Red teaming within governance
Red teaming is one technique within AI risk management and assurance, complementing audit and ongoing monitoring. Where an audit assesses a system against defined criteria and monitoring watches live behaviour, red teaming actively hunts for unknown failure modes. Findings feed back into the Manage and Govern activities: weaknesses are prioritised, safeguards strengthened, and documentation updated. Because new attack techniques and model behaviours emerge continually, red teaming is most effective as a recurring exercise rather than a single pre-launch event, especially for systems whose capabilities or exposure grow over time.
Key facts
At a glance
- Definition: structured adversarial testing to find flaws, harms and vulnerabilities in AI
- Origin: adapted from cybersecurity red teaming
- Focus: especially generative AI (unsafe outputs, bias, jailbreaks)

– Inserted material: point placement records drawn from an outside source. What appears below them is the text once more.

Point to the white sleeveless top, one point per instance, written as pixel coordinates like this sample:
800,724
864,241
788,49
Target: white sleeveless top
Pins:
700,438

- Methods: manual probing, automated attacks, or both
- Standards link: referenced in NIST’s Generative AI Profile
- Cadence: most effective as a recurring, not one-off, exercise
Common misconceptions
What people often get wrong
Often heard: AI red teaming is just standard software testing.
Actually: Standard testing confirms intended behaviour; red teaming is adversarial, deliberately seeking harmful and out-of-scope failures such as unsafe content or bypassed safeguards. The mindset and techniques differ markedly.
Often heard: Red teaming is only about cybersecurity vulnerabilities.
Actually: For AI, red teaming also targets harmful, biased or policy-violating outputs and safety failures, not only technical security holes. It spans content, fairness and safety risks alongside security.
Often heard: A single red-teaming exercise makes a system safe.
Actually: New attack techniques and model behaviours emerge continually, so red teaming is most effective when repeated. One exercise reduces known risks but cannot guarantee future safety as the system and threats evolve.